### Data Science and Machine Learning Toolkit
#### By: Sebastián Medina Jiménez 
https://www.linkedin.com/in/sebasmedina/
## 2.  Pipelines in scikit-learn




In [1]:
from sklearn.datasets import load_iris
from sklearn.preprocessing import StandardScaler
from sklearn.impute import SimpleImputer
from sklearn.pipeline import Pipeline
from sklearn.ensemble import RandomForestClassifier

# Load the Iris dataset
iris = load_iris()

# Access the data and target variables
X = iris.data  # Features
y = iris.target  # Target variables

Adjust the pipeline  with :
1. Standard scaling
2. Imputer of missing data
3. Random forest classifier

In [2]:
from sklearn.model_selection import train_test_split
from sklearn.metrics import confusion_matrix, accuracy_score, precision_score, recall_score

# Split the data into training and testing sets
X_train, X_test, y_train, y_test = train_test_split(X, y, test_size=0.2, random_state=42)


pipeline = Pipeline([
    ('scaler', StandardScaler()),      # Step 1: Standardization
    ('imputer', SimpleImputer()),      # Step 2: Impute missing data
    ('classifier', RandomForestClassifier())  # Step 3: Classification model
])

Fit the  model and  measure  the metrics

In [3]:
# Fit the pipeline to the training data
pipeline.fit(X_train, y_train)

# Make predictions on the test data
y_pred = pipeline.predict(X_test)

# Calculate the confusion matrix
conf_matrix = confusion_matrix(y_test, y_pred)

# Calculate accuracy
accuracy = accuracy_score(y_test, y_pred)

# Calculate precision
precision = precision_score(y_test, y_pred, average='weighted')

# Calculate recall
recall = recall_score(y_test, y_pred, average='weighted')

# Print the results
print("Confusion Matrix:\n", conf_matrix)
print("Accuracy: {:.3f}%".format(accuracy * 100))
print("Precision: {:.3f}".format(precision))
print("Recall: {:.3f}".format(recall))

Confusion Matrix:
 [[10  0  0]
 [ 0  9  0]
 [ 0  0 11]]
Accuracy: 100.000%
Precision: 1.000
Recall: 1.000


**Explanation of Classification Metrics**

- **Confusion Matrix:**
  - The confusion matrix is a table that shows how your classification model performed.
  - In this case, you have a 3x3 matrix.

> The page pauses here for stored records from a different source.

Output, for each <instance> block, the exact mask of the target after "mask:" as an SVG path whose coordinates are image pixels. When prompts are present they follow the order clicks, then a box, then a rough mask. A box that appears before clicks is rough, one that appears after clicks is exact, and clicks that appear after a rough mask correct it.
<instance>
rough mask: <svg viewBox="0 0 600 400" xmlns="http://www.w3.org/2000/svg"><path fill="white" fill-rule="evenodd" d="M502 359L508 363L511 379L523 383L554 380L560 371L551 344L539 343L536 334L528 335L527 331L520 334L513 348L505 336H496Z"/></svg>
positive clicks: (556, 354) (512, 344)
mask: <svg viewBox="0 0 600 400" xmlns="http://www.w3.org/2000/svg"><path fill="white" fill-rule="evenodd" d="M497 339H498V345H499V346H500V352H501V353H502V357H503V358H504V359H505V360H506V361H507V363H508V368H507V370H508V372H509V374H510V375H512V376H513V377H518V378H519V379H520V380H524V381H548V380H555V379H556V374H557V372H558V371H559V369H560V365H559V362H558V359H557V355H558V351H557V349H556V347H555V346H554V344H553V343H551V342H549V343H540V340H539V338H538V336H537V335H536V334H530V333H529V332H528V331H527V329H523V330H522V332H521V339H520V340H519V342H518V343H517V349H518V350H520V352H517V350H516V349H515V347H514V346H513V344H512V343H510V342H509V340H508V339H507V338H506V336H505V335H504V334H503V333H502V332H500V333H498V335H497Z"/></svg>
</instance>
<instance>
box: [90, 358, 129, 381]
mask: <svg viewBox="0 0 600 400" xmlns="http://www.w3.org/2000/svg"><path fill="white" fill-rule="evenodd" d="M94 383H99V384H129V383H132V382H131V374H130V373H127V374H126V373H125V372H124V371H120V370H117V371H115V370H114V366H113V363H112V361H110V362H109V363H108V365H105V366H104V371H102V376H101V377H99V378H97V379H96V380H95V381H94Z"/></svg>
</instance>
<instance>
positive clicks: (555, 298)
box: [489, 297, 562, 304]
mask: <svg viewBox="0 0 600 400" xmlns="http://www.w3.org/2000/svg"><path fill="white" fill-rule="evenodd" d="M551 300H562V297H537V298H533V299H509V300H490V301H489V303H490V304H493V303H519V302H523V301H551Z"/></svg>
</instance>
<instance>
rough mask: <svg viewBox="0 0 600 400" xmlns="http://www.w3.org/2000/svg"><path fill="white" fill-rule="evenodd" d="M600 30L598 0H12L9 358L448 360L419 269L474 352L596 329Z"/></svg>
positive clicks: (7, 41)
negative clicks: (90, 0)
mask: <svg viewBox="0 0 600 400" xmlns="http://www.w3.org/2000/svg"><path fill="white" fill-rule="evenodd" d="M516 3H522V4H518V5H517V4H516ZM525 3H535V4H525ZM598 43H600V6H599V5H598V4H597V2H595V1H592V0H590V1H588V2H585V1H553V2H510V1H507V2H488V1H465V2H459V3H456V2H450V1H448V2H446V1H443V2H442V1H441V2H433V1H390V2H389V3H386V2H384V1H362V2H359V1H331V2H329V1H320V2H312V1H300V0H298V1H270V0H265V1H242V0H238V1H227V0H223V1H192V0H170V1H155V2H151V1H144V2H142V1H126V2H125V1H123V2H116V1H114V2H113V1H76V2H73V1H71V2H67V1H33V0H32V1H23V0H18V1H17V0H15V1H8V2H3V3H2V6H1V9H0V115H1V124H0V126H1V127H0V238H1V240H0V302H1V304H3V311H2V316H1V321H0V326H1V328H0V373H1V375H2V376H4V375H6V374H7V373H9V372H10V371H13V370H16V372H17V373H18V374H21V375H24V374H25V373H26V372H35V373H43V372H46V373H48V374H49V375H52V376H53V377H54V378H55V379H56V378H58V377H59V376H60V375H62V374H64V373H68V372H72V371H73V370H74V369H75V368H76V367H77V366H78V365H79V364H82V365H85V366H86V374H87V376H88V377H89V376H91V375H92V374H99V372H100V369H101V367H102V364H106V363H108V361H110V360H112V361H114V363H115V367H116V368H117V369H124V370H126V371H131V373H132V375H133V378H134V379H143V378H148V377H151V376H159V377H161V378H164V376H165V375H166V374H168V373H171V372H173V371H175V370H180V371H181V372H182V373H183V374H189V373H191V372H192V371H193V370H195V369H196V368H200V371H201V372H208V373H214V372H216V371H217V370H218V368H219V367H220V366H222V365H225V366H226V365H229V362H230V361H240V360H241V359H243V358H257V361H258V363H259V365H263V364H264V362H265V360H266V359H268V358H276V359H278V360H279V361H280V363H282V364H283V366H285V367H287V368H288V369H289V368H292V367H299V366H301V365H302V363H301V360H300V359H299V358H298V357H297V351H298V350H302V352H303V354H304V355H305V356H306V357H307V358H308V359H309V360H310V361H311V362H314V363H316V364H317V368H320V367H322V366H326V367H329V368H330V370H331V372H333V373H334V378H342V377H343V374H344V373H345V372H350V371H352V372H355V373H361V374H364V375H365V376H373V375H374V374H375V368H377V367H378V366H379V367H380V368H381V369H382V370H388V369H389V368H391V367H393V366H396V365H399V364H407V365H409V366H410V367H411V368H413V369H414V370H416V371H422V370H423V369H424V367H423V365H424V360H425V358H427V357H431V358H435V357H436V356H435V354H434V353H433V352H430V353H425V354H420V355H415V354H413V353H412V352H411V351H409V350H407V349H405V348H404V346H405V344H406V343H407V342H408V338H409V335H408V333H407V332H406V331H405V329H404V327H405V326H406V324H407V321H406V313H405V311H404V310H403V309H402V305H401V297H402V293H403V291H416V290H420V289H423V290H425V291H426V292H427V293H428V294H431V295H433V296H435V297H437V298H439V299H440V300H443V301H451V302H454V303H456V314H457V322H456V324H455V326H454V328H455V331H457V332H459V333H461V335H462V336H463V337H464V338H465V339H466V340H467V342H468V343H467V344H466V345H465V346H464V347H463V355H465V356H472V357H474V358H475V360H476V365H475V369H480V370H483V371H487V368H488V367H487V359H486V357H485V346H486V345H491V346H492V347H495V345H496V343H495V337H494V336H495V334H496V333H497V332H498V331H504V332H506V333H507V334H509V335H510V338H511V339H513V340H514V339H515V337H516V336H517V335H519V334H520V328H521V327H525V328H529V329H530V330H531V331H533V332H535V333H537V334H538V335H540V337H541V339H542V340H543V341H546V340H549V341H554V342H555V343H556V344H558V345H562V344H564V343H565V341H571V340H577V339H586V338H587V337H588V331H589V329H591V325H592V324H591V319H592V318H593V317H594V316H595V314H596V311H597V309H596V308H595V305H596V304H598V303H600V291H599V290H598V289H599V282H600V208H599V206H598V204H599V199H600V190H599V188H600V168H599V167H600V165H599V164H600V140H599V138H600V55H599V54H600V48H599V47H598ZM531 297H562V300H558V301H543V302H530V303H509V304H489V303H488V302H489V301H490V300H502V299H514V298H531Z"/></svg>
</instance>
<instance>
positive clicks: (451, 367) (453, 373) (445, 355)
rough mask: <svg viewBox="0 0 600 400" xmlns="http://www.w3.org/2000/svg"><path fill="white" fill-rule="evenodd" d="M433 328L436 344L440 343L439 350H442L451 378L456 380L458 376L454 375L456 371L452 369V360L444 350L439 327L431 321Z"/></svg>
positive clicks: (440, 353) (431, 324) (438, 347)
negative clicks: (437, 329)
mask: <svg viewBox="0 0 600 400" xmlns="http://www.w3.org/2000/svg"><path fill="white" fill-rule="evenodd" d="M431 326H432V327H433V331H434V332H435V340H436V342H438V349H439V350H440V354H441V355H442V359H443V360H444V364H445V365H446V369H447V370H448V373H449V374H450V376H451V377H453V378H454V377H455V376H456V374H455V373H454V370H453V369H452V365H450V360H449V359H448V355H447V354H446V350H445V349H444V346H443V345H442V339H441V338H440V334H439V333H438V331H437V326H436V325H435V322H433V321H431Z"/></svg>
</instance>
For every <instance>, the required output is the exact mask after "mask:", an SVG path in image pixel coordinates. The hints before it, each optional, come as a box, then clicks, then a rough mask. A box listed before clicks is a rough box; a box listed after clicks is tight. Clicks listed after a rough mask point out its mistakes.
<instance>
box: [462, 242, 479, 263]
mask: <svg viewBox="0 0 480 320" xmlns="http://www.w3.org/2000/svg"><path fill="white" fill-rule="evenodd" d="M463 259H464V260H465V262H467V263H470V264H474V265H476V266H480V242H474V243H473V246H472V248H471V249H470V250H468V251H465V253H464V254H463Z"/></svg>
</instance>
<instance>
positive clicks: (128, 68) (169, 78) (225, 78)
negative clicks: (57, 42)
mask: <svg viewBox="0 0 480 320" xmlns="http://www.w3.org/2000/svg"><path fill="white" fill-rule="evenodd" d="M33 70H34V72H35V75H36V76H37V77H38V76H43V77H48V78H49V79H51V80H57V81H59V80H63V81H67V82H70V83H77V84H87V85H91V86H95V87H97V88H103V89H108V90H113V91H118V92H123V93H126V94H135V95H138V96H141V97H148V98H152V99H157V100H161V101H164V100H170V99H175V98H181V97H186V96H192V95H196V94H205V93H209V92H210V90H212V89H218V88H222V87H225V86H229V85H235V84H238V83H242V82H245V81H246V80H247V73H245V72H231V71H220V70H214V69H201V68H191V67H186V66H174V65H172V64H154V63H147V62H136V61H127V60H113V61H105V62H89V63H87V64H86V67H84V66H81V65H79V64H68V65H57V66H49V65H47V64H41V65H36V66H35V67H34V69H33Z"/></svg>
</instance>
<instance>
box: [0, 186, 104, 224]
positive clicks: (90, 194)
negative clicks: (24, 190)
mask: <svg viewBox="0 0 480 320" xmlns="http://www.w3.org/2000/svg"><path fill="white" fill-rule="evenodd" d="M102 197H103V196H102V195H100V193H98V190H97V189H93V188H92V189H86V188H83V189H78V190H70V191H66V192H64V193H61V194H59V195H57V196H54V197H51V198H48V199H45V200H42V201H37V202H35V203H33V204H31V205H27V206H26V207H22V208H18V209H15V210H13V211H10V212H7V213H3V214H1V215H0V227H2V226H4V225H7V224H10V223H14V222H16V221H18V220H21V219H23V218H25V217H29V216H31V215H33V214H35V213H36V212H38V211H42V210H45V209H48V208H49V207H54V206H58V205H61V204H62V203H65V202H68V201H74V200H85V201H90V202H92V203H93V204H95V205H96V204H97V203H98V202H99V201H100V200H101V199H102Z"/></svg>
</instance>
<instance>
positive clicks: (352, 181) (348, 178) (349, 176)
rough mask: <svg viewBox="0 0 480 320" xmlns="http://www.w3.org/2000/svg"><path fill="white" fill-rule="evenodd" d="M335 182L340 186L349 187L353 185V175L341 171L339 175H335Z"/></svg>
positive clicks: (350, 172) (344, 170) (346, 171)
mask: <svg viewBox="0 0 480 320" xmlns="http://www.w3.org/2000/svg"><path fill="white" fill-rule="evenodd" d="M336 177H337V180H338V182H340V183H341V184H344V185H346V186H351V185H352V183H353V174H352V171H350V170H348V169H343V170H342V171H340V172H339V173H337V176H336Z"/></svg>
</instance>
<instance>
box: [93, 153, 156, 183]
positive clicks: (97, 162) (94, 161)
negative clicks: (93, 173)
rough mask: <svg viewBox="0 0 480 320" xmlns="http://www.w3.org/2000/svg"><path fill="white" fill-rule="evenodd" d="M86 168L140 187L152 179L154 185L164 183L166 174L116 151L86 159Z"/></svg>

Each row represents the actual class, and each column represents the predicted class.
  - The diagonal elements (from top-left to bottom-right) show the number of correct predictions, where the predicted class matches the actual class. In this matrix, all diagonal elements are non-zero, indicating perfect predictions.
  - In the given confusion matrix, it shows that your model made:
    - 10 correct predictions for class 0,
    - 9 correct predictions for class 1, and
    - 11 correct predictions for class 2.

- **Accuracy (100.00%):**
  - Accuracy is a measure of how many of the predictions were correct out of the total predictions.
  - An accuracy of 100% means that all predictions were correct. It's the best possible score.

- **Precision (1.00):**
  - Precision measures how many of the positive predictions (in this case, classes 0, 1, and 2) were actually correct.
  - A precision of 1.00 means that all positive predictions were correct. There were no false positives.

- **Recall (1.00):**
  - Recall (or sensitivity) measures how many of the actual positive cases (classes 0, 1, and 2) were correctly predicted.
  - A recall of 1.00 means that all actual positive cases were predicted correctly. There were no false negatives.